Understanding the distance formula is crucial in coordinate geometry. It provides a method to calculate the shortest distance between two entities in a plane. The distance between a point and a line is given by the formula: \
\[ d = \frac{|ax_1 + by_1 + c|}{\sqrt{a^2 + b^2}} \]
where \(a\), \(b\), and \(c\) are coefficients in the equation of the line in standard form \(ax + by + c = 0\), and \((x_1, y_1)\) represent the coordinates of the given point. The absolute value is used to ensure the distance is a non-negative value, and the denominator normalizes this distance, accounting for the coefficients' influence on the line's slope. By substituting the appropriate values into the formula, one can derive the shortest distance from the point to the line, which is always the perpendicular or orthogonal distance.

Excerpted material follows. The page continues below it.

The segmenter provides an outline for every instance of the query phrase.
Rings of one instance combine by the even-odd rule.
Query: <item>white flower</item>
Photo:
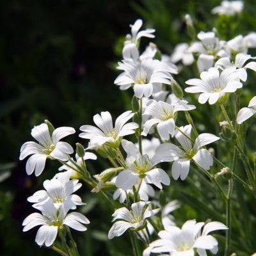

The equation of a line in the standard form \(ax + by + c = 0\) outlines a fundamental concept in coordinate geometry. Each letter represents a numerical coefficient: \(a\) and \(b\) correspond to the slope of the line, and \(c\) represents the y-intercept, which is the point where the line crosses the y-axis. To make use of the distance formula, it's necessary to express the line's equation in this standard form.
Understanding this can help when dealing with a variety of problems requiring an algebraic approach to geometrical issues. For example, if you start with the slope-intercept form of the equation (\(y = mx + b\)), you can rearrange it to match the standard form by algebraic manipulation, which is just manipulating the equation's terms through arithmetic operations to simplify or reorganize them.

Coordinate geometry, also known as analytic geometry, merges algebra and geometry to describe the position of points, lines, and figures in a two-dimensional plane. The x and y coordinates define any point in this plane. The beauty of coordinate geometry lies in its ability to provide a bridge between algebraic equations and geometric shapes.
The distance between a point and a line, as seen in our exercise, is a classic problem that showcases the powerful combination of algebraic formulas and geometric concepts. Through coordinate geometry, complex geometric problems can be solved using algebraic methods, offering a clear and structured approach to these issues.

Algebraic manipulation involves the techniques used to rearrange and simplify equations and expressions. It's a vital tool in mathematics, especially when dealing with equations of lines and distances in coordinate geometry. In our solution steps for finding the distance between a point and a line, the algebraic manipulation is used to substitute the values into the distance formula and then simplify the results.
For instance, expanding, factoring, and reducing expressions are all part of algebraic manipulation, which allows the transformation of complex equations into a more manageable form. It's these manipulations that enable the extraction of meaningful information, like the precise numerical distance between geometric entities.